I awake suddenly with a start. It's just daylight and although the wind has dropped a little, the clouds are skimming over at some speed. I look out to find the lifeboat still away and the village all quiet.
I get up, have some breakfast and decide to row ashore. This means blowing up the dingy and tossing it over the stern. This is accomplished without too much difficulty and suitably dressed in water proofs, I row around the pier and fishing boats, now eight in number, and land on the concrete slip. Carrying the dingy up the slip above the high water mark, I tie it to an iron ring and set off on my walk.
Up the hill past the shop, Post Office and pub, and then the new Scottish Co-Operative store.
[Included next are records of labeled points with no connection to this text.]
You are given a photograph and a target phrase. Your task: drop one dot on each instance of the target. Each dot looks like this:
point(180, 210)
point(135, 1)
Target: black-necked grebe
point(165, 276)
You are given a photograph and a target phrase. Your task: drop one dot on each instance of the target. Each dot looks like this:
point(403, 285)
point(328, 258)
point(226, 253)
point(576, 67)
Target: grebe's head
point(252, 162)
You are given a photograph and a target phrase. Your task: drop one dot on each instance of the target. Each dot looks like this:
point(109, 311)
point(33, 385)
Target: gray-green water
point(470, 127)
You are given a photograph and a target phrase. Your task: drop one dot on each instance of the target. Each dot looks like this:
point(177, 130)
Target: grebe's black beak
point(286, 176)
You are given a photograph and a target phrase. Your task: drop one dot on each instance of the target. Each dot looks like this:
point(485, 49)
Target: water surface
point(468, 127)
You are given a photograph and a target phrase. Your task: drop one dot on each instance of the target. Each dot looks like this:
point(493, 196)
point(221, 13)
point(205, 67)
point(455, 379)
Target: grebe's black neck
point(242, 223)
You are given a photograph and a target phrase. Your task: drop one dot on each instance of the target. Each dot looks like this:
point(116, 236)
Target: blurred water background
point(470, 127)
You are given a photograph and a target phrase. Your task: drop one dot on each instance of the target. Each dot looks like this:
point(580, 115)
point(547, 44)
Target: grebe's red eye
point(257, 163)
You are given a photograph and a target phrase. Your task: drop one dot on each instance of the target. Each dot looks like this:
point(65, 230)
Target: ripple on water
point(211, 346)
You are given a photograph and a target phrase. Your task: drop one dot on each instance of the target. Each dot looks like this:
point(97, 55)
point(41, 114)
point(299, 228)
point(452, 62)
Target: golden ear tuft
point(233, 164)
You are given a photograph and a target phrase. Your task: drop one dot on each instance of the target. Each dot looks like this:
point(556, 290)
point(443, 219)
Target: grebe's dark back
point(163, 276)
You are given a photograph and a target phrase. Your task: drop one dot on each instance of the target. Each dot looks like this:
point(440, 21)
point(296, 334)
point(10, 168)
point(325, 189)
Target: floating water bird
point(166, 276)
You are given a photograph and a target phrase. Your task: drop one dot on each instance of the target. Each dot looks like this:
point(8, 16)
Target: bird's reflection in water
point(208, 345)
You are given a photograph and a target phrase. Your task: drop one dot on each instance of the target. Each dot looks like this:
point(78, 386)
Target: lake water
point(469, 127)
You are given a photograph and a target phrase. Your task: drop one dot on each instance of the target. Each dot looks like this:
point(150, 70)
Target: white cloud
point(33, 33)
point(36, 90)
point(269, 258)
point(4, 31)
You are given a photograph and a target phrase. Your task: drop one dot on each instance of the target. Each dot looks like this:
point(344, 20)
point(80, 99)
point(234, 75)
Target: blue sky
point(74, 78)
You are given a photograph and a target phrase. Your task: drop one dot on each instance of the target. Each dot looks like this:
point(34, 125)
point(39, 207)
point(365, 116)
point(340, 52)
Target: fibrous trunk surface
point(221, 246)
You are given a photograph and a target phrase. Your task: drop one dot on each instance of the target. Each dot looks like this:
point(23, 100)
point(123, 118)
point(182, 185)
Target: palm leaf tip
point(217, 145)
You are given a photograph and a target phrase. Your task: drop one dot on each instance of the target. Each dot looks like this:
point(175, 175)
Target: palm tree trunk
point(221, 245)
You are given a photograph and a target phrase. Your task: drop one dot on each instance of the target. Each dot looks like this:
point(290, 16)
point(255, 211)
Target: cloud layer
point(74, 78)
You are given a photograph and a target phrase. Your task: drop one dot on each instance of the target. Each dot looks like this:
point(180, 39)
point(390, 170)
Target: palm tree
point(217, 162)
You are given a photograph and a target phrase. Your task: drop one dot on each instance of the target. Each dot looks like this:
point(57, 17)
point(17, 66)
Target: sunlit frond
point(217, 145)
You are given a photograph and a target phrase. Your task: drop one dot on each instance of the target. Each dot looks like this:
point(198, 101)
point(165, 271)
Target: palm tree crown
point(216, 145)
These stores have appeared all over the Western Islands in recent years and one can't help thinking of how the population managed before they arrived.
I decide to walk over the island to Borve, on the west side and see the results of the night's gale. I meet no one, they must all be sleeping in! Who can blame them. Barra is perpetually under siege from the sea and Atlantic gales. I walk on, with Oyster Catchers and the wind for company. It begins to rain and I zip up my Ocean jacket. Suddenly I hear a car approaching from behind and I step aside to let it pass. It stops and I am offered a lift. I jump in, and during the conversation learn that the evening before, two local fishermen had been lost feared drowned off Borve Point.
My mind flashes back to the previous evening, the lifeboat, the helicopter, now it's all too clear. Apparently, they had been lifting their Lobster creels, when their boat capsized in the big swell. The helicopter with RAF divers, assisted by the lifeboat have been searching for survivors. They had found the boat under the water split in two, but not the fisherman.
We drive on in silence and eventually reach the village with its few house and hotel. The car stops and I can think of nothing suitable to say except - thank you. I get out and walk until I reach the sea.
Under a louring sky the great Atlantic breakers are pounding and hissing in upon the rocks with great blossoming gouts of spume, and then with the under tow, hissing out again. In the distance I can see great waves, unable to hold themselves together, falling over in cascades of water.
I turn away, and with the wind behind me make my way back through the village to return to Castlebay.
On the high ground above the village I stop, and with my glasses look at the view. It's then, that I see in the distance, Greian Head. Along the edge of the nearby Dunes, parked cars, and a Land Rover marked R.L.N.I.. And there's the lifeboat, disappearing into the troughs to briefly reappear again on the crest of a wave. A very small boat is maneuvering close to the cliff: searching, searching - for what - for anything - manned by relatives and friends of the missing, no doubt.
On the Dunes, little groups of people stand in bright orange waterproofs. They stand, as though asking the great Atlantic for answers to their prayers.
At this point I am reminded of the Hymn -
The day Thou gavest, Lord is ended, The darkness falls at Thy behest; To Thee our morning hymns ascended, Thy praise shall sanctify our rest.
I am overcome with a deep feeling of frustration, there is nothing I can do - there is nothing anybody can do. I quickly turn and retrace my steps to Castlebay and Lazy Beaver - I'm hungry!
The wind that drowned the fishermen, has not only stopped my sail to Eriskay today, but I hear on Radio Scotland that a father and son are drowned after their boat capsized in Loch Assynt and that a Nature Conservancy researcher has been found dead on Rum.
Mother nature has taken a terrible toll of the Western Isles in the last twelve hours. However, I must not dwell on such matters - food, a smoke, and a read of Para Handy I think.